There seemed to be no more people armed with phalluses approaching. Faranger let his arms drop and stood relaxed, passive, but his flesh was alight with anticipation for the next touch, whatever it might be. He remained erect.

Presently an apparatus made of shiny stainless steel parts was rolled next to him. At first Faranger could make no sense of it, but then its use became clearer. He acquiesced to the unspoken command and grasped the side bars so he could place his knees in the obvious shapes. He shifted his hands to a bar closest to the table, and let his forehead and torso rest on the places provided. All of the points where he rested were padded, thus allowing him to focus on his exposure without the distraction of discomfort.

His thighs were pulled apart just short of pain and his genitals hung heavy and free, his erection declaring his willing participation to the onlookers.

He was angled to give the people at the table an unobstructed view and his body was flooded with an erotic flush, both humiliating and welcome.

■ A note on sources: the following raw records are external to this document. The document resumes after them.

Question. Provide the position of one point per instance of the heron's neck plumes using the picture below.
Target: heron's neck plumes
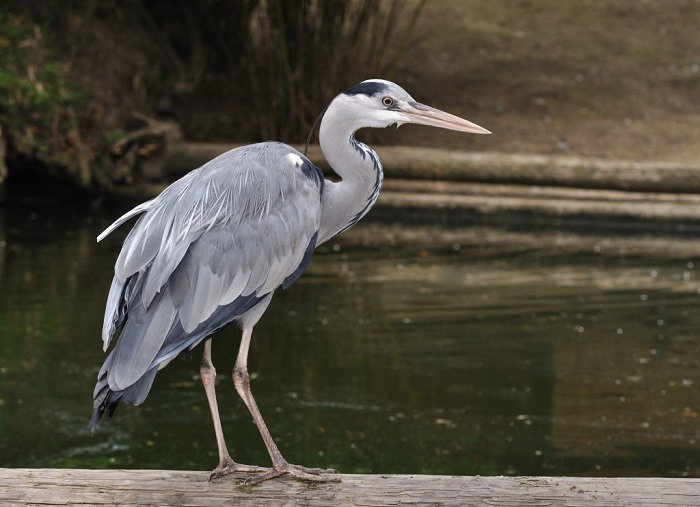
(346, 201)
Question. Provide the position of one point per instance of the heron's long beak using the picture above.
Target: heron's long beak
(426, 115)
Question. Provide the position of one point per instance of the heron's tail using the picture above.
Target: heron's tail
(106, 400)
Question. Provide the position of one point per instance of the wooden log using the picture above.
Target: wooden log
(163, 487)
(440, 164)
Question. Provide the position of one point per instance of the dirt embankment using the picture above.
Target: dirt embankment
(603, 79)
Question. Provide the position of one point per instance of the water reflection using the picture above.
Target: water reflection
(457, 350)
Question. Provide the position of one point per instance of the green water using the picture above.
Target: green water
(442, 350)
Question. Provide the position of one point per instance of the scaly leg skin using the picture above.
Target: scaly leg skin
(226, 464)
(241, 381)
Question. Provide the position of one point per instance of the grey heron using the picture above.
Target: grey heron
(214, 246)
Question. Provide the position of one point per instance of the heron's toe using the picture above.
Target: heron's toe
(229, 466)
(296, 471)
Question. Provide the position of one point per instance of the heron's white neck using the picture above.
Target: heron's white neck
(346, 201)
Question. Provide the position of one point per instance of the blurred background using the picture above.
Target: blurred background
(532, 312)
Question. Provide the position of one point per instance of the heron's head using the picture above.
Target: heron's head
(379, 103)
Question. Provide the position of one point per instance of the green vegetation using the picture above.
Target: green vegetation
(38, 110)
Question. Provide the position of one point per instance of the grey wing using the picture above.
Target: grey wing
(218, 240)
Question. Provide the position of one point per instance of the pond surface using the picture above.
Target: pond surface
(435, 349)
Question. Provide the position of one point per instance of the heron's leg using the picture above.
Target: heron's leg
(241, 381)
(226, 464)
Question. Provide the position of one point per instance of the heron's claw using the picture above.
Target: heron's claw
(296, 471)
(229, 466)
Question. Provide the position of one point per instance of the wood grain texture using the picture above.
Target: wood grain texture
(162, 487)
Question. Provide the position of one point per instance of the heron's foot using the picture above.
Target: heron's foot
(228, 466)
(296, 471)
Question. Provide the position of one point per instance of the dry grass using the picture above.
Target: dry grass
(592, 78)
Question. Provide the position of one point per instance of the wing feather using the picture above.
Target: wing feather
(210, 247)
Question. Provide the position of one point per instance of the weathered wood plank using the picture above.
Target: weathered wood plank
(162, 487)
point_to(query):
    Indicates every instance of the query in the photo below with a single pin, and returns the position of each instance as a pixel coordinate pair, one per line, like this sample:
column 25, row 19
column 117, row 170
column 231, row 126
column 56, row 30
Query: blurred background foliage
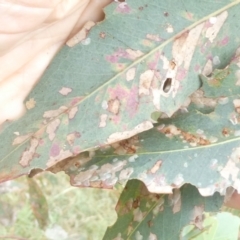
column 54, row 209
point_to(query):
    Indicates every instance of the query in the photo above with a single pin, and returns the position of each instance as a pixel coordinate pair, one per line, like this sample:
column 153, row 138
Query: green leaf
column 38, row 203
column 145, row 215
column 145, row 57
column 220, row 226
column 199, row 146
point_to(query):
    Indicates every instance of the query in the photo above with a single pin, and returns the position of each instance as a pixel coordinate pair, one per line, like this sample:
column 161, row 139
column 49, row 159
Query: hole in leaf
column 167, row 85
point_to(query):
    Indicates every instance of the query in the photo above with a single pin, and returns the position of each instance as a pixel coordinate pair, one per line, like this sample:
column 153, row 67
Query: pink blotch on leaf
column 123, row 94
column 76, row 150
column 132, row 101
column 224, row 41
column 116, row 119
column 123, row 8
column 197, row 67
column 41, row 142
column 55, row 150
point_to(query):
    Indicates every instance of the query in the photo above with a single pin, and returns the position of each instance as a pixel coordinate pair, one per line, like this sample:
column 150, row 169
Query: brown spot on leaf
column 72, row 136
column 175, row 200
column 28, row 155
column 136, row 203
column 193, row 139
column 51, row 128
column 128, row 146
column 150, row 223
column 21, row 139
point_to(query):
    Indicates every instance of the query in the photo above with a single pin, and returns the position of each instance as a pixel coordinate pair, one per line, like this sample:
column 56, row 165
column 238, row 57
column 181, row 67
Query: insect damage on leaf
column 145, row 82
column 175, row 200
column 130, row 74
column 65, row 91
column 51, row 128
column 215, row 26
column 20, row 139
column 197, row 216
column 30, row 103
column 118, row 136
column 81, row 35
column 29, row 154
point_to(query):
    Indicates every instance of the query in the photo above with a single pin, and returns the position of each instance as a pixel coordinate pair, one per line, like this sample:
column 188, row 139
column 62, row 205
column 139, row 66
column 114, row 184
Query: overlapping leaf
column 200, row 146
column 144, row 215
column 145, row 57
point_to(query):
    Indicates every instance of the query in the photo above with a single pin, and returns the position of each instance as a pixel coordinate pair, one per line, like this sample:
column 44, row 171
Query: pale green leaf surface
column 144, row 215
column 175, row 38
column 221, row 226
column 200, row 147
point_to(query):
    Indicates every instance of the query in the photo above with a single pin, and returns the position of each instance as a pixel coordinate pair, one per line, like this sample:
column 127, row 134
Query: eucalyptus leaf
column 144, row 215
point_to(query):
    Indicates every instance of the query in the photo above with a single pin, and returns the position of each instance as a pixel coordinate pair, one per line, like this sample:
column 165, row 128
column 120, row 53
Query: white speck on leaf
column 169, row 28
column 81, row 35
column 237, row 133
column 118, row 136
column 223, row 100
column 179, row 180
column 134, row 54
column 213, row 31
column 145, row 82
column 104, row 105
column 213, row 139
column 54, row 113
column 65, row 91
column 130, row 75
column 212, row 20
column 86, row 41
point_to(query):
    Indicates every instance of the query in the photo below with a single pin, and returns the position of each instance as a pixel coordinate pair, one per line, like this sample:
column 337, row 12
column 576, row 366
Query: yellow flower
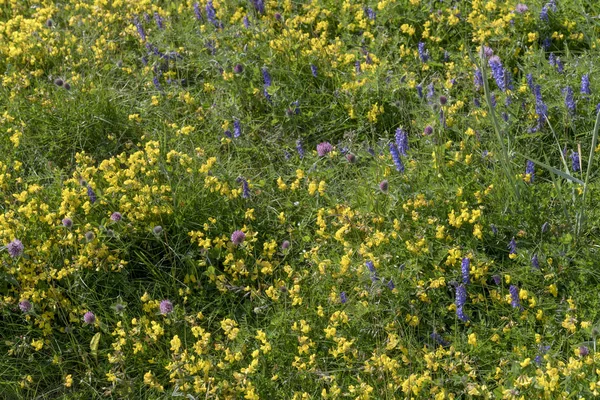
column 473, row 339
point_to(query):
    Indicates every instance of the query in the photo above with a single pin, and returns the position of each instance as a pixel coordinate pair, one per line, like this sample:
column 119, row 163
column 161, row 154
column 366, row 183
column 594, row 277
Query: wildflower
column 238, row 237
column 166, row 306
column 343, row 297
column 535, row 262
column 521, row 8
column 466, row 263
column 116, row 216
column 497, row 280
column 89, row 236
column 159, row 21
column 237, row 129
column 383, row 186
column 423, row 53
column 299, row 148
column 514, row 296
column 15, row 248
column 89, row 318
column 259, row 5
column 324, row 148
column 585, row 84
column 245, row 187
column 402, row 141
column 25, row 306
column 512, row 246
column 498, row 72
column 139, row 28
column 569, row 101
column 211, row 14
column 478, row 79
column 575, row 161
column 91, row 194
column 197, row 12
column 530, row 170
column 396, row 157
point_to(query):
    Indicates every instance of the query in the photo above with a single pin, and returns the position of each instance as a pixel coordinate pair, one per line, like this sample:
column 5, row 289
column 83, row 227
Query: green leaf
column 94, row 344
column 552, row 169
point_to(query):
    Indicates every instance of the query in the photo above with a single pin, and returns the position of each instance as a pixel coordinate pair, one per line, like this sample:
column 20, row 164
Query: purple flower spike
column 89, row 318
column 238, row 237
column 166, row 307
column 15, row 248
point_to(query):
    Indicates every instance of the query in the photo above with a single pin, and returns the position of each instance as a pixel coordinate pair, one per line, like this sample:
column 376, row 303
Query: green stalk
column 505, row 159
column 580, row 216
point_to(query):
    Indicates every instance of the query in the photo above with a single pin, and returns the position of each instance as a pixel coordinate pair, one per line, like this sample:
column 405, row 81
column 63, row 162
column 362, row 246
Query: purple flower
column 324, row 148
column 140, row 28
column 391, row 285
column 402, row 141
column 396, row 157
column 460, row 313
column 461, row 296
column 498, row 72
column 299, row 148
column 569, row 101
column 25, row 306
column 197, row 12
column 530, row 169
column 575, row 161
column 512, row 246
column 116, row 216
column 343, row 297
column 535, row 263
column 160, row 22
column 585, row 84
column 89, row 318
column 237, row 128
column 91, row 194
column 466, row 263
column 245, row 187
column 166, row 307
column 15, row 248
column 521, row 8
column 514, row 296
column 238, row 237
column 211, row 14
column 423, row 53
column 384, row 186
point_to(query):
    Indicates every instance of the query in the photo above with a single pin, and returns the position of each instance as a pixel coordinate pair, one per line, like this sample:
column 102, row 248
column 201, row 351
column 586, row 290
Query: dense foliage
column 299, row 199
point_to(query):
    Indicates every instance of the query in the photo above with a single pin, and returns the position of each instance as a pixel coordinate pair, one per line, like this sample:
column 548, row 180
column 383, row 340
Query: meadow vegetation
column 244, row 199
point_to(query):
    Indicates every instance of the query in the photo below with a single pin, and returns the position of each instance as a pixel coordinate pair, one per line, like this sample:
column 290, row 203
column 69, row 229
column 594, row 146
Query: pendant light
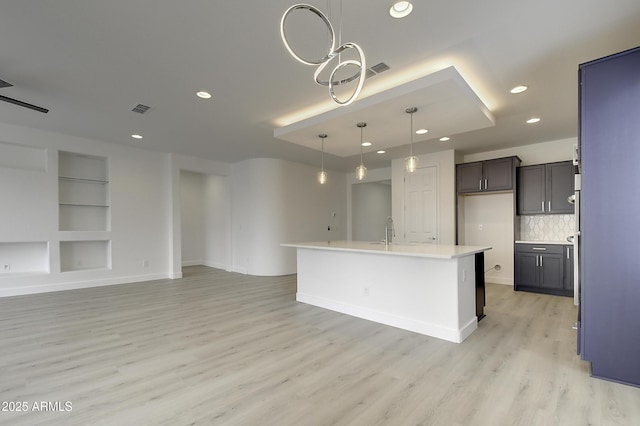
column 361, row 170
column 411, row 163
column 322, row 175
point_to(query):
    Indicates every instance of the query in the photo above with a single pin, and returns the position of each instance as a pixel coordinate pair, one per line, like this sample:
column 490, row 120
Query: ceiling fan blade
column 23, row 104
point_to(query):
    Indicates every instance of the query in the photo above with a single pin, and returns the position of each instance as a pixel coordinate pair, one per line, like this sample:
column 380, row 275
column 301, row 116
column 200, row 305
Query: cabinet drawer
column 540, row 248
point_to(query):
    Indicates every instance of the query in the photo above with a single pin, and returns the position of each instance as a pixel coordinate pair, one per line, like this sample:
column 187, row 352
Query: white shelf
column 75, row 179
column 83, row 192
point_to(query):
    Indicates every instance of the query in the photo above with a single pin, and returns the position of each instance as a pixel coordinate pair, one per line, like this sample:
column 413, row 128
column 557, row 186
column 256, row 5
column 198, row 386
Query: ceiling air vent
column 141, row 109
column 377, row 69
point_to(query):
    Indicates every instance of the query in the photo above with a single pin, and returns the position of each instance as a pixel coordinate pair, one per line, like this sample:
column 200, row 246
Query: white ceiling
column 90, row 62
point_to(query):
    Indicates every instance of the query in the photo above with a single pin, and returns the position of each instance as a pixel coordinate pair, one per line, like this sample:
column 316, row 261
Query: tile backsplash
column 552, row 227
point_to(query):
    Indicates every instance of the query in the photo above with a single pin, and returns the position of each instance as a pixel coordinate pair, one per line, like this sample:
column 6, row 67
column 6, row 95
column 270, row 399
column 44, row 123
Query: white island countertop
column 436, row 251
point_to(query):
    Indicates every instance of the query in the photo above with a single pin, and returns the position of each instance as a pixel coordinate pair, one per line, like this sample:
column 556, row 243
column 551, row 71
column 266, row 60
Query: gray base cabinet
column 543, row 268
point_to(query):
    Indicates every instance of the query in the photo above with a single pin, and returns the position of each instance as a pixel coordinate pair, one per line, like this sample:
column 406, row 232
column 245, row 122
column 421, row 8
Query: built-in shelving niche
column 85, row 255
column 83, row 192
column 24, row 258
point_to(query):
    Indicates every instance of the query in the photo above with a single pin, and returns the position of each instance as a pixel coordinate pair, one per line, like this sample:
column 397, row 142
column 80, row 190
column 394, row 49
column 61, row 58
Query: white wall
column 489, row 221
column 276, row 201
column 138, row 199
column 215, row 193
column 539, row 153
column 371, row 204
column 217, row 222
column 374, row 175
column 192, row 220
column 445, row 161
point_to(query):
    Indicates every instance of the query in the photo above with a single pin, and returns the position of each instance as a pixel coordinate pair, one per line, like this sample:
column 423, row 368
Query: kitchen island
column 424, row 288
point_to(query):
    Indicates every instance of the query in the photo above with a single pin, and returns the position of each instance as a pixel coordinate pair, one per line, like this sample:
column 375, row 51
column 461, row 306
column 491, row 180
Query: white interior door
column 421, row 205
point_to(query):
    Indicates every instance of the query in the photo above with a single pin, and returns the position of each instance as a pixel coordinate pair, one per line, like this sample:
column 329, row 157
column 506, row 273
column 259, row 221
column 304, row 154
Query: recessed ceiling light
column 400, row 9
column 519, row 89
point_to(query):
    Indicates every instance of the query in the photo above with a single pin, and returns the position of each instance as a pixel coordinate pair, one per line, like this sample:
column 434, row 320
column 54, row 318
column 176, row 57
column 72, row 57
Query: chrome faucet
column 389, row 231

The people at the sides and end of the table got up and gathered around so they could watch what was happening in the back. He could feel the beat of his heart in his penis.
The second version is the best in my opinion which does not surprise me because I find that when I rewrite things, the result is always somewhat better than the first inspiration. Your presentation seems to me to be a very well-polished literary style of a higher order. My own style is more ordinary street level punkery.